Committee members spent a sizable portion of the March 19 meeting discussing strategies to promote EV charger installations at multifamily properties in Corte Madera.
Bill (committee member) described installing eight Level‑2 chargers at a Greenbrae apartment building he owns and offered to host a site tour for landlords and committee members. He and others discussed technical barriers—particularly building electrical panel capacity—and identified load-management devices that can limit charging when building electrical demand exceeds a set threshold as a lower-cost alternative to costly panel upgrades.
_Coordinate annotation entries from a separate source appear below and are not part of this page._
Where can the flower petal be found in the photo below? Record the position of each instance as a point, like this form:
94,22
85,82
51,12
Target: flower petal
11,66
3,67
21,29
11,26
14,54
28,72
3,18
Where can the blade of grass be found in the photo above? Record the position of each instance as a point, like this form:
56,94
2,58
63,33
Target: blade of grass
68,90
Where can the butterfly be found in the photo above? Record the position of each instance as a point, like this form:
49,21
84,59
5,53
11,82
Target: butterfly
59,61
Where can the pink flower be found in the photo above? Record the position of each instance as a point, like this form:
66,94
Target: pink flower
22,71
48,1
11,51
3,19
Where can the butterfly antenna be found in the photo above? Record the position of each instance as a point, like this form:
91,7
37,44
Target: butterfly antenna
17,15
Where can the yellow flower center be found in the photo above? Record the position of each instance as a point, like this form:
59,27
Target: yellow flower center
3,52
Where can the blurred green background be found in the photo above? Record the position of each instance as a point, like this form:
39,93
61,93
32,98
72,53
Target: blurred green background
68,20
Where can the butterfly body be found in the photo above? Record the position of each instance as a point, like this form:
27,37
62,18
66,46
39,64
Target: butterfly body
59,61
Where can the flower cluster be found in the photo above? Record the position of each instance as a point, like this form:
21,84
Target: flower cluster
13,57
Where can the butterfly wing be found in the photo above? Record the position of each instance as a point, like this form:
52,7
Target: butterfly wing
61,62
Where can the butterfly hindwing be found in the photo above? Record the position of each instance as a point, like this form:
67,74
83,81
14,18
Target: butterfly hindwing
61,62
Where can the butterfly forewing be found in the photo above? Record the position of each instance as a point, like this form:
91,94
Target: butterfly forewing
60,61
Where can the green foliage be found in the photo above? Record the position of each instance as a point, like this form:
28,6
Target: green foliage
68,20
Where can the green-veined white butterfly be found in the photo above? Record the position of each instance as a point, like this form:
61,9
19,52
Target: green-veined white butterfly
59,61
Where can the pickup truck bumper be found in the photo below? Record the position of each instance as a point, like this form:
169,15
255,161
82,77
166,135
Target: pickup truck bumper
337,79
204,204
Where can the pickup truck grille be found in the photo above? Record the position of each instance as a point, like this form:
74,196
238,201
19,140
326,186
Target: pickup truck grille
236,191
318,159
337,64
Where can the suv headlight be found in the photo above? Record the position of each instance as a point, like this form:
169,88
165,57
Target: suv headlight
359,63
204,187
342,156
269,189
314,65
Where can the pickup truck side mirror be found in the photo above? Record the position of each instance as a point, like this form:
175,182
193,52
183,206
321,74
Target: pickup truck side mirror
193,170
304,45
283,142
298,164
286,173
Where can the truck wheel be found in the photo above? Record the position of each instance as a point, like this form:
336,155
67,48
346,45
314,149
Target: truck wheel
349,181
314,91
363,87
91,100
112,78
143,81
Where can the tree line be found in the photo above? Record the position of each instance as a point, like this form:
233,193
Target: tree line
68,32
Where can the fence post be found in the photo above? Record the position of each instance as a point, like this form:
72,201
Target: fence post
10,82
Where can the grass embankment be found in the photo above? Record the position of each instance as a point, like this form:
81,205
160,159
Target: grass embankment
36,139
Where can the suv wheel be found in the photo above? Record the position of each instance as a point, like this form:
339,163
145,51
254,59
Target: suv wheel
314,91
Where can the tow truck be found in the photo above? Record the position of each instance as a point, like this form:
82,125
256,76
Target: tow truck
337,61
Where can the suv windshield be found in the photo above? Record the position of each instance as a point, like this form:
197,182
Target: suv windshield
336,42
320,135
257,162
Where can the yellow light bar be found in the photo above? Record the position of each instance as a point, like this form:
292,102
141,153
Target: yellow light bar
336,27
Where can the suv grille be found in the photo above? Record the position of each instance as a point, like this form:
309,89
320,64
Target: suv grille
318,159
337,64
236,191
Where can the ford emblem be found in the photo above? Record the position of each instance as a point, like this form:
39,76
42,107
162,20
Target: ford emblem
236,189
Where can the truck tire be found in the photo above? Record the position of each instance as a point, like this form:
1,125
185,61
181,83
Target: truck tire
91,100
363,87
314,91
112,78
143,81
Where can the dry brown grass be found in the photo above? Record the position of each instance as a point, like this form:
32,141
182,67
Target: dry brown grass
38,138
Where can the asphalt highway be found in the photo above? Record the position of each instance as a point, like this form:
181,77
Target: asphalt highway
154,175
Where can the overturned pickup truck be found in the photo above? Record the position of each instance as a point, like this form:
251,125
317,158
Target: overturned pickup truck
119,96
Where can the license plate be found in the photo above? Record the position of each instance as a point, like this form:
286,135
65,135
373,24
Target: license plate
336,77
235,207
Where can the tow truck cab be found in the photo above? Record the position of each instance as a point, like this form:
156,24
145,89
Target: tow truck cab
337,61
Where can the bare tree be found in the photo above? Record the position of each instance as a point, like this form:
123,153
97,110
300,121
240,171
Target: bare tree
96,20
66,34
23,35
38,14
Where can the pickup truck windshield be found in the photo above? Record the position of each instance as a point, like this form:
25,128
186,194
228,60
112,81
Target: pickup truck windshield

Committee members proposed a mix of outreach tactics: a postcard mailing to property owners in multifamily zones, informational flyers at the public works counter, public comments at town council meetings, targeted outreach to the Marin Property Owners Association, and hosting a workshop that pairs an expert vendor, an incentive administrator (MCE), and a landlord with recent experience. Staff (Phoebe) and members agreed the committee’s next step is focused fact-gathering: estimate how many multifamily buildings/units exist in town, identify which building sizes qualify for current incentives, and compile an up-to-date list of incentives and vendor resources. Committee members volunteered to collect studies and resources; a Berkeley Law Center for Law, Energy & the Environment multifamily EV-charging study and MCE vendor/incentive lists were noted as useful references.
No formal motion was made. The committee asked staff to assemble basic data (number of qualifying buildings/units and summary of incentives) and to circulate vendor events and studies to the committee. Bill offered to prepare a presentation and host a site tour in early April for interested members.